Aschner was first exposed as a Nazi
criminal last June, after he had lived in Croatia for years,
becoming a wealthy and prominent figure and even establishing
a local peasants' party two years ago.
His exposure was made possible by
the Wiesenthal Center's operation, dubbed "Last Chance," which offers financial rewards for exposing living Nazi criminals who have not
been brought to justice. A 27-year-old Jewish man, who was
engaged in researching his family history, interviewed a
former partisan who identified Aschner as the local police
chief of the Croatian city Pozega during World War II.

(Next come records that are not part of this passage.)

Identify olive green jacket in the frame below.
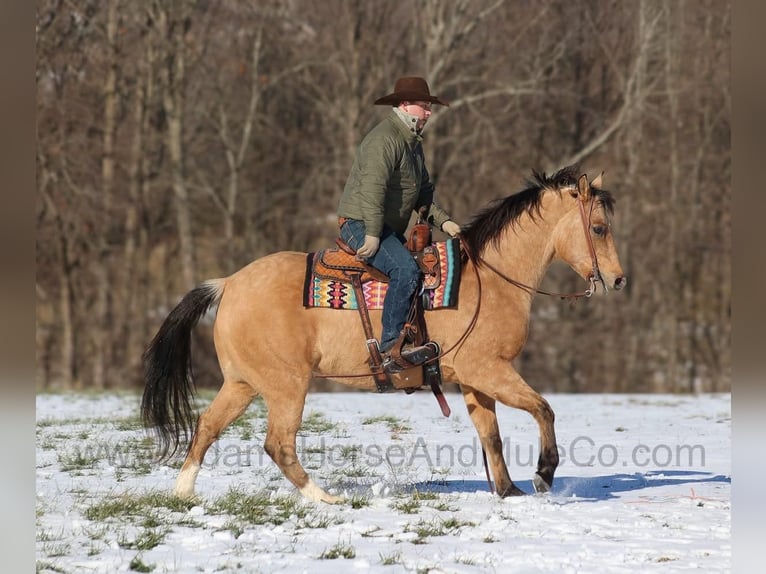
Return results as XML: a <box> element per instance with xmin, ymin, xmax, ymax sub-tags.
<box><xmin>338</xmin><ymin>110</ymin><xmax>452</xmax><ymax>237</ymax></box>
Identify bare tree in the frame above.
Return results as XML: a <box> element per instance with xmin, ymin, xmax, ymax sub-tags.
<box><xmin>155</xmin><ymin>0</ymin><xmax>196</xmax><ymax>289</ymax></box>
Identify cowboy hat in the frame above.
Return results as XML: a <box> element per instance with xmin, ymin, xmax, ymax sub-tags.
<box><xmin>374</xmin><ymin>76</ymin><xmax>449</xmax><ymax>106</ymax></box>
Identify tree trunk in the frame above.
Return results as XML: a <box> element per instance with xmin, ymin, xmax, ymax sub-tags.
<box><xmin>160</xmin><ymin>0</ymin><xmax>196</xmax><ymax>289</ymax></box>
<box><xmin>39</xmin><ymin>160</ymin><xmax>78</xmax><ymax>389</ymax></box>
<box><xmin>92</xmin><ymin>0</ymin><xmax>119</xmax><ymax>389</ymax></box>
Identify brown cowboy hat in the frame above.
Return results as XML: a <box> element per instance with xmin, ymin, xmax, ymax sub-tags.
<box><xmin>374</xmin><ymin>76</ymin><xmax>449</xmax><ymax>107</ymax></box>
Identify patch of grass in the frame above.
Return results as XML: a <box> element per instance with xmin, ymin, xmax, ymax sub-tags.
<box><xmin>207</xmin><ymin>488</ymin><xmax>273</xmax><ymax>525</ymax></box>
<box><xmin>380</xmin><ymin>550</ymin><xmax>402</xmax><ymax>565</ymax></box>
<box><xmin>209</xmin><ymin>486</ymin><xmax>344</xmax><ymax>530</ymax></box>
<box><xmin>35</xmin><ymin>561</ymin><xmax>67</xmax><ymax>573</ymax></box>
<box><xmin>405</xmin><ymin>516</ymin><xmax>477</xmax><ymax>543</ymax></box>
<box><xmin>349</xmin><ymin>493</ymin><xmax>372</xmax><ymax>509</ymax></box>
<box><xmin>219</xmin><ymin>519</ymin><xmax>245</xmax><ymax>539</ymax></box>
<box><xmin>37</xmin><ymin>528</ymin><xmax>60</xmax><ymax>542</ymax></box>
<box><xmin>301</xmin><ymin>444</ymin><xmax>327</xmax><ymax>454</ymax></box>
<box><xmin>337</xmin><ymin>462</ymin><xmax>375</xmax><ymax>478</ymax></box>
<box><xmin>498</xmin><ymin>510</ymin><xmax>517</xmax><ymax>523</ymax></box>
<box><xmin>128</xmin><ymin>555</ymin><xmax>154</xmax><ymax>572</ymax></box>
<box><xmin>40</xmin><ymin>540</ymin><xmax>71</xmax><ymax>558</ymax></box>
<box><xmin>38</xmin><ymin>528</ymin><xmax>71</xmax><ymax>558</ymax></box>
<box><xmin>319</xmin><ymin>541</ymin><xmax>356</xmax><ymax>559</ymax></box>
<box><xmin>226</xmin><ymin>411</ymin><xmax>264</xmax><ymax>441</ymax></box>
<box><xmin>58</xmin><ymin>450</ymin><xmax>100</xmax><ymax>472</ymax></box>
<box><xmin>36</xmin><ymin>419</ymin><xmax>59</xmax><ymax>428</ymax></box>
<box><xmin>412</xmin><ymin>490</ymin><xmax>439</xmax><ymax>501</ymax></box>
<box><xmin>84</xmin><ymin>490</ymin><xmax>195</xmax><ymax>521</ymax></box>
<box><xmin>362</xmin><ymin>414</ymin><xmax>412</xmax><ymax>434</ymax></box>
<box><xmin>392</xmin><ymin>496</ymin><xmax>421</xmax><ymax>514</ymax></box>
<box><xmin>87</xmin><ymin>541</ymin><xmax>103</xmax><ymax>556</ymax></box>
<box><xmin>392</xmin><ymin>490</ymin><xmax>442</xmax><ymax>514</ymax></box>
<box><xmin>300</xmin><ymin>511</ymin><xmax>341</xmax><ymax>529</ymax></box>
<box><xmin>109</xmin><ymin>437</ymin><xmax>155</xmax><ymax>475</ymax></box>
<box><xmin>114</xmin><ymin>416</ymin><xmax>145</xmax><ymax>432</ymax></box>
<box><xmin>118</xmin><ymin>527</ymin><xmax>168</xmax><ymax>551</ymax></box>
<box><xmin>441</xmin><ymin>516</ymin><xmax>475</xmax><ymax>530</ymax></box>
<box><xmin>483</xmin><ymin>534</ymin><xmax>498</xmax><ymax>543</ymax></box>
<box><xmin>407</xmin><ymin>519</ymin><xmax>445</xmax><ymax>540</ymax></box>
<box><xmin>82</xmin><ymin>523</ymin><xmax>110</xmax><ymax>542</ymax></box>
<box><xmin>331</xmin><ymin>426</ymin><xmax>351</xmax><ymax>439</ymax></box>
<box><xmin>38</xmin><ymin>437</ymin><xmax>57</xmax><ymax>451</ymax></box>
<box><xmin>429</xmin><ymin>500</ymin><xmax>456</xmax><ymax>512</ymax></box>
<box><xmin>176</xmin><ymin>516</ymin><xmax>205</xmax><ymax>528</ymax></box>
<box><xmin>339</xmin><ymin>444</ymin><xmax>361</xmax><ymax>458</ymax></box>
<box><xmin>300</xmin><ymin>411</ymin><xmax>338</xmax><ymax>434</ymax></box>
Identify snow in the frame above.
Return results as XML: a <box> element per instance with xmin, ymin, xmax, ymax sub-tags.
<box><xmin>36</xmin><ymin>392</ymin><xmax>730</xmax><ymax>573</ymax></box>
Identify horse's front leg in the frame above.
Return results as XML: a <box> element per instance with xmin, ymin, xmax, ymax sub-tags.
<box><xmin>460</xmin><ymin>363</ymin><xmax>559</xmax><ymax>494</ymax></box>
<box><xmin>461</xmin><ymin>385</ymin><xmax>524</xmax><ymax>496</ymax></box>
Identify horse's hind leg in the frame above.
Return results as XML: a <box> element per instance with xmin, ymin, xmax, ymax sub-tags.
<box><xmin>261</xmin><ymin>387</ymin><xmax>342</xmax><ymax>505</ymax></box>
<box><xmin>461</xmin><ymin>385</ymin><xmax>525</xmax><ymax>497</ymax></box>
<box><xmin>175</xmin><ymin>380</ymin><xmax>256</xmax><ymax>498</ymax></box>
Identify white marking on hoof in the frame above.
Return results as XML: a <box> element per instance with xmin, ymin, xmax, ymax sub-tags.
<box><xmin>174</xmin><ymin>463</ymin><xmax>200</xmax><ymax>499</ymax></box>
<box><xmin>533</xmin><ymin>473</ymin><xmax>551</xmax><ymax>494</ymax></box>
<box><xmin>299</xmin><ymin>479</ymin><xmax>343</xmax><ymax>504</ymax></box>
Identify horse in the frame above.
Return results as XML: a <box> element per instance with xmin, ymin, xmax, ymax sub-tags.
<box><xmin>141</xmin><ymin>165</ymin><xmax>626</xmax><ymax>504</ymax></box>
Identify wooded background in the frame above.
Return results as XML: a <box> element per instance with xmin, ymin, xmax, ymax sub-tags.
<box><xmin>36</xmin><ymin>0</ymin><xmax>730</xmax><ymax>393</ymax></box>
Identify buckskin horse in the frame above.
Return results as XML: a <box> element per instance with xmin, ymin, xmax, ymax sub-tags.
<box><xmin>141</xmin><ymin>165</ymin><xmax>626</xmax><ymax>503</ymax></box>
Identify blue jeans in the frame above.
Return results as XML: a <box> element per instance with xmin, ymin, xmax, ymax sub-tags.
<box><xmin>340</xmin><ymin>219</ymin><xmax>421</xmax><ymax>351</ymax></box>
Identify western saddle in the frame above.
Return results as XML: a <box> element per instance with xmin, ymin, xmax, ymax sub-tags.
<box><xmin>325</xmin><ymin>211</ymin><xmax>448</xmax><ymax>411</ymax></box>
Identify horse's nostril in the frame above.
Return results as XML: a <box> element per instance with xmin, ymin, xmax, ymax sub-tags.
<box><xmin>614</xmin><ymin>276</ymin><xmax>627</xmax><ymax>290</ymax></box>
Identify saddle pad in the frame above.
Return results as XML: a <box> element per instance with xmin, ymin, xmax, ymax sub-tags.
<box><xmin>303</xmin><ymin>238</ymin><xmax>461</xmax><ymax>310</ymax></box>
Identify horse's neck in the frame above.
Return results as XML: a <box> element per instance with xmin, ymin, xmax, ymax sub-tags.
<box><xmin>481</xmin><ymin>194</ymin><xmax>565</xmax><ymax>291</ymax></box>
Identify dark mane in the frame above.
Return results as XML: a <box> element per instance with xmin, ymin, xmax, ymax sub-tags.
<box><xmin>460</xmin><ymin>164</ymin><xmax>615</xmax><ymax>263</ymax></box>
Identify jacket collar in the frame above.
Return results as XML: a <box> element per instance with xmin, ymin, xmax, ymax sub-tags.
<box><xmin>389</xmin><ymin>108</ymin><xmax>423</xmax><ymax>144</ymax></box>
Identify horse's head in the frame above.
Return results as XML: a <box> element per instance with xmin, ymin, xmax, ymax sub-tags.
<box><xmin>552</xmin><ymin>172</ymin><xmax>627</xmax><ymax>294</ymax></box>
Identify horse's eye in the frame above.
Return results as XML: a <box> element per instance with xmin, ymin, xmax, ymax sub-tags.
<box><xmin>592</xmin><ymin>225</ymin><xmax>606</xmax><ymax>237</ymax></box>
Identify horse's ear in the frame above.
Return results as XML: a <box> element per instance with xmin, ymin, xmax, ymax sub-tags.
<box><xmin>590</xmin><ymin>171</ymin><xmax>604</xmax><ymax>189</ymax></box>
<box><xmin>577</xmin><ymin>174</ymin><xmax>591</xmax><ymax>201</ymax></box>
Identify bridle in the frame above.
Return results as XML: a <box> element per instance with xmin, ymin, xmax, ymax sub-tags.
<box><xmin>430</xmin><ymin>188</ymin><xmax>606</xmax><ymax>362</ymax></box>
<box><xmin>473</xmin><ymin>189</ymin><xmax>606</xmax><ymax>300</ymax></box>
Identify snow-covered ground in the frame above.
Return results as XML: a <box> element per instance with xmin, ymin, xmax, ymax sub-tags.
<box><xmin>36</xmin><ymin>391</ymin><xmax>730</xmax><ymax>573</ymax></box>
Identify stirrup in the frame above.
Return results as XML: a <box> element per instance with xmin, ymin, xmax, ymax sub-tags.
<box><xmin>383</xmin><ymin>341</ymin><xmax>440</xmax><ymax>374</ymax></box>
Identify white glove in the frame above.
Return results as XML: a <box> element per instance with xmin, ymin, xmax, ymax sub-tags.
<box><xmin>355</xmin><ymin>235</ymin><xmax>380</xmax><ymax>260</ymax></box>
<box><xmin>442</xmin><ymin>220</ymin><xmax>461</xmax><ymax>237</ymax></box>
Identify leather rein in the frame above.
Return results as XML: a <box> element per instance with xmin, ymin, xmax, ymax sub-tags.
<box><xmin>315</xmin><ymin>192</ymin><xmax>604</xmax><ymax>380</ymax></box>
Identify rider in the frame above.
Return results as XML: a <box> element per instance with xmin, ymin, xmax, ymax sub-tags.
<box><xmin>338</xmin><ymin>76</ymin><xmax>461</xmax><ymax>361</ymax></box>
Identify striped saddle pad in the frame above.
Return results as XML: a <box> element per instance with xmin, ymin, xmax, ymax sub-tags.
<box><xmin>303</xmin><ymin>238</ymin><xmax>461</xmax><ymax>310</ymax></box>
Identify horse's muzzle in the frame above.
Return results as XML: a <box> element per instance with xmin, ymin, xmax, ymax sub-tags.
<box><xmin>613</xmin><ymin>275</ymin><xmax>627</xmax><ymax>291</ymax></box>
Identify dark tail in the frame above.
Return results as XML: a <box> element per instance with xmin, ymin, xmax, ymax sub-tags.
<box><xmin>141</xmin><ymin>279</ymin><xmax>225</xmax><ymax>460</ymax></box>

The partisan fingered Aschner as the
man who actively persecuted and deported hundreds of Jews,
Serbs and Gypsies to Nazi concentration camps, including
to Jasenovac, known as the Auschwitz of the Balkans. Archives
turned up substantiating documents with Aschner's alleged
signature.
Zuroff told Haaretz yesterday that
Aschner was in good health. "If the man had strength enough to flee to Austria, he has enough strength left
to stand trial in Croatia," he added.
Zuroff described Aschner as one of
10 Croatians suspected of Nazi crimes, and one of the 320
Nazi criminals reported to the Center over the past two years.